J’ai pris le temps. J’ai d’abord quitté mon job. Puis, j’ai décidé de sous-louer mon appartement avec l’accord de ma propriétaire. Si j’étais en train de faire une bêtise, il fallait que je puisse faire machine arrière sans trop de frais. J’ai choisi deux destinations à l’instinct, Berlin et Lisbonne, et j’y ai cherché des colocations sympathiques, pour être bien entourée.

Puis j’ai commencé à me délester du matériel : pour faire de la place au couple qui allait sous-louer mon appartement, je me suis séparée d’une grande partie de mes affaires. Cela m’a fait un bien fou. J’ai laissé le passé s’en aller pour faire de la place au présent. Et j’ai fini par préparer ma valise, en choisissant soigneusement le peu de choses que j’allais pouvoir emmener avec moi : quelques précieux livres qui m’aideraient à surmonter les moments difficiles, trois ou quatre tenues pour affronter tous les temps et deux ou trois petits objets qui m’accompagneraient pour le projet ou juste pour me donner le moral.

Ensuite, il a fallu faire avec le regard inquiet, voire désapprobateur, de vos proches !

“Désapprobateur” c’est sans doute un peu fort. Disons qu’ils étaient dans l’incompréhension et l’inquiétude. Mais j’imagine assez bien que l’on soit inquiet ! On vit dans une société où trouver un travail est compliqué et être en sécurité physique, morale et affective n’est pas toujours donné. Alors quand on quitte un CDI pour quelque chose d’aussi farfelu que “rendre les gens heureux”, les proches se demandent si une fois que cette folie nous aura passé on ne va pas se retrouver sans travail ni salaire. Et puis, on a encore l’idée que lorsqu’on est une femme c’est plus difficile de partir à l’aventure : il peut nous arriver malheur à tous les coins de rue… En réalité, j’ai subi beaucoup plus d’agressions en vivant à Paris qu’en allant parler aux inconnus aux quatre coins de l’Europe et de la France.

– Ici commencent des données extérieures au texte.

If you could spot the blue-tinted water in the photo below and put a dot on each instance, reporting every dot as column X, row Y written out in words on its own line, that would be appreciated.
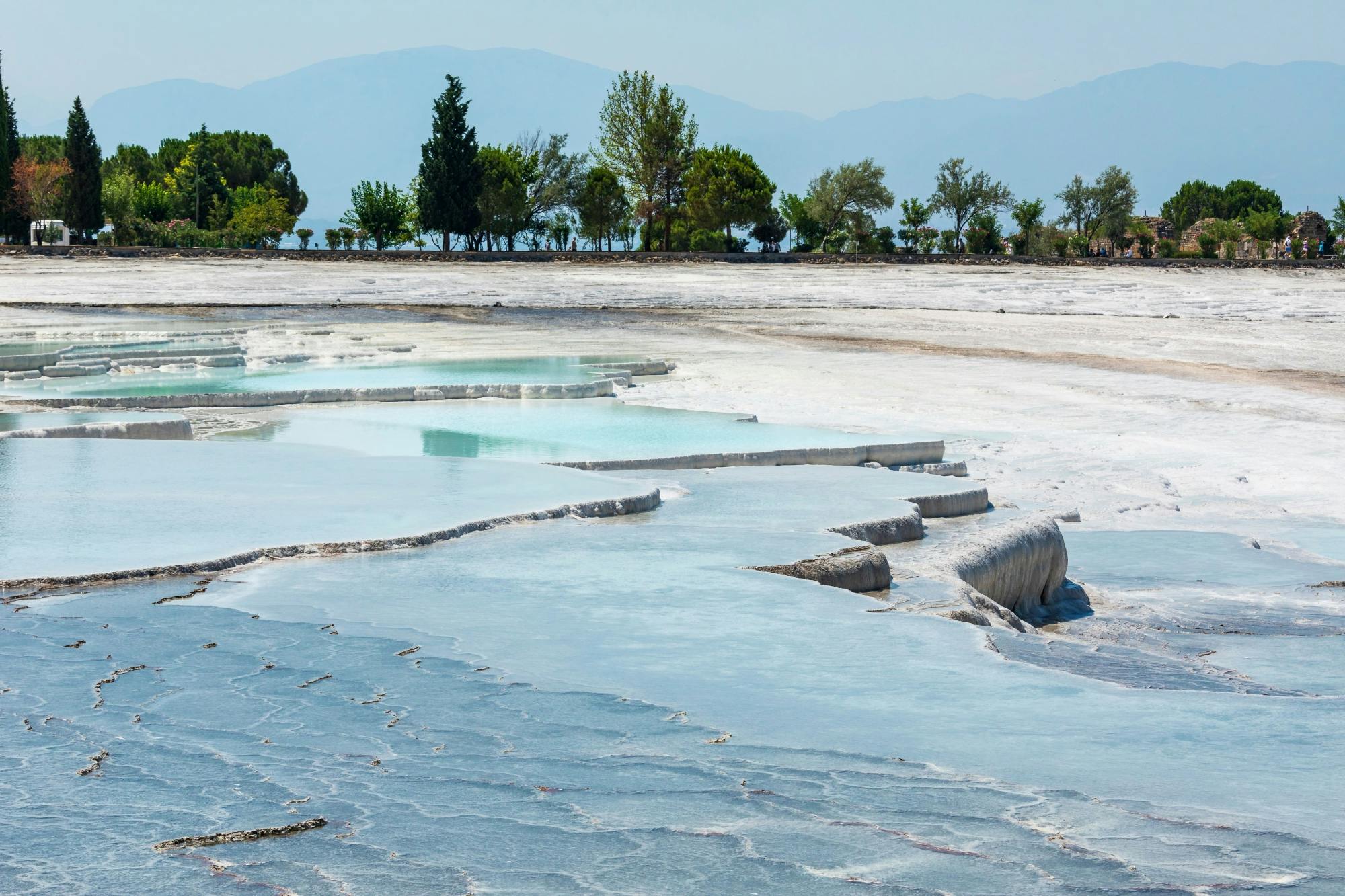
column 85, row 506
column 46, row 420
column 544, row 431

Je dirais qu’il faut savoir composer avec ce regard d’incompréhension et d’inquiétude. J’ai d’abord choisi de m’en éloigner dans un premier temps, c’est une des raisons pour lesquelles je ne suis pas restée à Paris pour créer mon projet. Car je ne vais pas vous mentir : moi-même j’étais un peu inquiète alors j’aurais été bien incapable de rassurer mes proches. Je pense que leur inquiétude m’aurait gagnée et j’aurais fini par reprendre “un travail normal”.

Et ensuite, j’ai fait confiance. J’ai la chance d’avoir une famille aimante, je savais que nos désaccords ne nous empêcheraient pas de nous aimer. J’ai continué ma route parce que c’est ce que j’avais à faire et au fil du temps (mais cela a pris du temps), nous avons réussi à nous rejoindre. Pour ce livre qui raconte toute cette aventure et je reçois de ma famille un très grand soutien. Je trouve ça vraiment formidable !

Par ailleurs, j’ai pu compter dès le départ sur des amis qui ont tout de suite compris que ce que je faisais était “juste” pour moi et même pour ceux à qui j’apportais de la joie. J’ai décidé de me tourner vers eux et de n’écouter que leurs voix. Cela m’a nourrie et beaucoup aidée lorsque je doutais.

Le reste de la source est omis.